In [1]:
# Quick environment and data inspection
import os, glob, pandas as pd, numpy as np

print('CWD:', os.getcwd())
print('Train images:', len(glob.glob('train/*.png')))
print('Train_cleaned images:', len(glob.glob('train_cleaned/*.png')))
print('Test images:', len(glob.glob('test/*.png')))

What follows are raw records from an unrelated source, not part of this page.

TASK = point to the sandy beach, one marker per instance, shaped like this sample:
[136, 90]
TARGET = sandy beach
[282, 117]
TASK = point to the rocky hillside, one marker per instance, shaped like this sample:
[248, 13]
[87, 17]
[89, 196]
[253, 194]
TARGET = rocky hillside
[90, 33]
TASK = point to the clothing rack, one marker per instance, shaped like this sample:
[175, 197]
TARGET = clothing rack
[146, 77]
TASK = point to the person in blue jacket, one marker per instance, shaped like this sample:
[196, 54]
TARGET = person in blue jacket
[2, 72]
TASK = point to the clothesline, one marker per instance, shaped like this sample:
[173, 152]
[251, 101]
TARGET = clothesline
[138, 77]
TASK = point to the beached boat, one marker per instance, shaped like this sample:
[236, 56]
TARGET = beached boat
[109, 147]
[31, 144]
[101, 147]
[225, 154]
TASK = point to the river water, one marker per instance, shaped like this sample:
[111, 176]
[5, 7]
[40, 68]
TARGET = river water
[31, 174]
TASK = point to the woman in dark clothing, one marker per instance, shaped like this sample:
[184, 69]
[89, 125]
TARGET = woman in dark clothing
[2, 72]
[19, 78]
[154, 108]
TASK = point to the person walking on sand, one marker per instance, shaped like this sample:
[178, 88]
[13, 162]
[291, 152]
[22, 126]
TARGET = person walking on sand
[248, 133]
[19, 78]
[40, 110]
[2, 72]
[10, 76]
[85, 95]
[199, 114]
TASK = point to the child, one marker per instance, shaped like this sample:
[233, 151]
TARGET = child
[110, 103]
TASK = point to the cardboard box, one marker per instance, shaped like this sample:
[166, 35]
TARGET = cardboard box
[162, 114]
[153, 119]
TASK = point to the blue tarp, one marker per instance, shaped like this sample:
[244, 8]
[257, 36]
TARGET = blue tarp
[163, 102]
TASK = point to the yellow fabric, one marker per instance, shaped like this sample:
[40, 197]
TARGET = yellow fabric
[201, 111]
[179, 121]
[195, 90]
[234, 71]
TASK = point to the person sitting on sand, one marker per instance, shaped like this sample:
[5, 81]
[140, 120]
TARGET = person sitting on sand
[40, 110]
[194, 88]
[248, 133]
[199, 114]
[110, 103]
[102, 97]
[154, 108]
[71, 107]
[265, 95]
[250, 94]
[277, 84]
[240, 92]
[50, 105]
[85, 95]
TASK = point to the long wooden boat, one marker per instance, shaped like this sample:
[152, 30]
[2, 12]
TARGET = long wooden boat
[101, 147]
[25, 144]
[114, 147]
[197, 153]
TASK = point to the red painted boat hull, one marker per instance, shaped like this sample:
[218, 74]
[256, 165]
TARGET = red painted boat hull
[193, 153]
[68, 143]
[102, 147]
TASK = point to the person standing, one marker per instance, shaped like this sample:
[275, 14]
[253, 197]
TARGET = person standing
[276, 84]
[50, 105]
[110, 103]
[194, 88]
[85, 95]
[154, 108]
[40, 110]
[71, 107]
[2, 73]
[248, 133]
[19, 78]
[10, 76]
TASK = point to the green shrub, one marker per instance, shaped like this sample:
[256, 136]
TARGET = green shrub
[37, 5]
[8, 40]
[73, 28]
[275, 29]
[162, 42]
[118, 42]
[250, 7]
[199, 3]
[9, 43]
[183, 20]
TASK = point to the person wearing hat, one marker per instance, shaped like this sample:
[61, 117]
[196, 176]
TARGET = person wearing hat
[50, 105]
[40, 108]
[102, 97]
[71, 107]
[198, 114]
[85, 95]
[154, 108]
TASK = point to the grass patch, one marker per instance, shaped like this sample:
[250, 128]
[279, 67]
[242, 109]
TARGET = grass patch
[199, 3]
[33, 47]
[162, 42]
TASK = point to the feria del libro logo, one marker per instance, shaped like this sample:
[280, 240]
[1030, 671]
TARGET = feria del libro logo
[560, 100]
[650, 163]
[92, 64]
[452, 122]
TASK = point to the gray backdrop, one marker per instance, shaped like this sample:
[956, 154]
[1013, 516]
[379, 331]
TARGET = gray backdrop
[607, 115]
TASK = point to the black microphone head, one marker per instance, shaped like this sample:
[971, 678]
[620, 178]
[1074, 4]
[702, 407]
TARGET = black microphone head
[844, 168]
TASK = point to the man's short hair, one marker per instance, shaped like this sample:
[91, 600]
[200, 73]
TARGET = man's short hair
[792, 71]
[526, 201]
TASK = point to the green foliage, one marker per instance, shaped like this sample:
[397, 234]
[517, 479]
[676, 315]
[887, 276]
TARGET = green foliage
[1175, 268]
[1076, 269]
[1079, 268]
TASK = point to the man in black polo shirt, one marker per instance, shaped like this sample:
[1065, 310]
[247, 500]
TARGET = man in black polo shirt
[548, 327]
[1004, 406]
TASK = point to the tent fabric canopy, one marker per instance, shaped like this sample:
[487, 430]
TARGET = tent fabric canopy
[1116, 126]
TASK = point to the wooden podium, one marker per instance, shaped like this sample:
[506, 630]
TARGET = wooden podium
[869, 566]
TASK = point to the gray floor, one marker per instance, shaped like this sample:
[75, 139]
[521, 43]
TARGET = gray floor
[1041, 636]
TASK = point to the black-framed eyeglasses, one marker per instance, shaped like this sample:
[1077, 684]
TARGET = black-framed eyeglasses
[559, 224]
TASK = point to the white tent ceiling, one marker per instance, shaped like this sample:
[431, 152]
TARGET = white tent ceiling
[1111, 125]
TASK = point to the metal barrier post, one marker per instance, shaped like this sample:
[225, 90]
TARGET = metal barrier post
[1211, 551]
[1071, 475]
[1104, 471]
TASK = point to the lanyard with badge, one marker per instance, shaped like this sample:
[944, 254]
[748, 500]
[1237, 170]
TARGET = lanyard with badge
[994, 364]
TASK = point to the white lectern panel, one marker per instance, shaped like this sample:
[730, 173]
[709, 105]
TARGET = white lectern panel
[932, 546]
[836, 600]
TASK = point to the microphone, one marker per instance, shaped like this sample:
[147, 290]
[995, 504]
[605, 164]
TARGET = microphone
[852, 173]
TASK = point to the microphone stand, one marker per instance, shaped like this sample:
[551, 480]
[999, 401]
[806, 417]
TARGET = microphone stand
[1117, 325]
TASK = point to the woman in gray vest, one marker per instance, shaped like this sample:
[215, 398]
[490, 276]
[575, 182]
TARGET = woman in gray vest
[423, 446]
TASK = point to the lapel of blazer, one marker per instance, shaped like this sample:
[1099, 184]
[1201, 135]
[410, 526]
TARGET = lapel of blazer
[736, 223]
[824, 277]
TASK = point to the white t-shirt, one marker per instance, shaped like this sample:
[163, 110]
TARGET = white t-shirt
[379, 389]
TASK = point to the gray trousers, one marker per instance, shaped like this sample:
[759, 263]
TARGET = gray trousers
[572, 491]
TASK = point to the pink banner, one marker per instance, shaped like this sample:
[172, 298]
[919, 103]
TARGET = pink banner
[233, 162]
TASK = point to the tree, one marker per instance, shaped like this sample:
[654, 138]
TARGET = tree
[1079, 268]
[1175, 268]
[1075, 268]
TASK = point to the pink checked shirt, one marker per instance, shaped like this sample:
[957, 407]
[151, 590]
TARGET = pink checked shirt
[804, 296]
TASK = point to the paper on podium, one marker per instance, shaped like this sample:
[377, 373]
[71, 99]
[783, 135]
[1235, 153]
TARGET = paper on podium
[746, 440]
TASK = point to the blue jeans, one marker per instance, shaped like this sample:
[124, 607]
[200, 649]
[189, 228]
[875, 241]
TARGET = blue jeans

sub_path = 'sampleSubmission.csv'
print('\nReading sampleSubmission.csv ...')
sub = pd.read_csv(sub_path)
print('submission shape:', sub.shape)
print('columns:', list(sub.columns))
print(sub.head(3))

CWD: /app/agent_run_states/denoising-dirty-documents-20250905-222218
Train images: 115
Train_cleaned images: 115
Test images: 29

Reading sampleSubmission.csv ...


submission shape: (5789880, 2)
columns: ['id', 'value']
        id  value
0  110_1_1      1
1  110_1_2      1
2  110_1_3      1


In [5]:
# Build baseline: 5x5 neighborhood features, image-wise KFold, XGBoost GPU if available
import os, glob, math, random, sys, subprocess
from pathlib import Path
import numpy as np
import pandas as pd
from PIL import Image
from sklearn.model_selection import KFold
from sklearn.metrics import mean_squared_error

def ensure_xgb(upgrade=True):
    if upgrade:
        subprocess.run([sys.executable, '-m', 'pip', 'install', '--upgrade', '--no-cache-dir', 'xgboost', '-q'], check=True)
    import xgboost as xgb
    return xgb

def load_gray(path):
    im = Image.open(path).convert('L')
    arr = np.asarray(im, dtype=np.uint8)
    return arr

def features_from_img(img, ks=5):
    # img uint8 HxW -> features (H*W, ks*ks), values normalized [0,1]
    pad = ks // 2
    padded = np.pad(img, ((pad, pad), (pad, pad)), mode='reflect')
    H, W = img.shape
    feats = []
    for dy in range(-pad, pad+1):
        for dx in range(-pad, pad+1):
            sl = padded[pad+dy:pad+dy+H, pad+dx:pad+dx+W]
            feats.append(sl.reshape(-1))
    X = np.stack(feats, axis=1).astype(np.float32) / 255.0
    return X

def sample_indices(H, W, max_per_image=60000, seed=42):
    n = H * W
    if n <= max_per_image:
        return np.arange(n, dtype=np.int64)
    rng = np.random.default_rng(seed)
    return rng.choice(n, size=max_per_image, replace=False)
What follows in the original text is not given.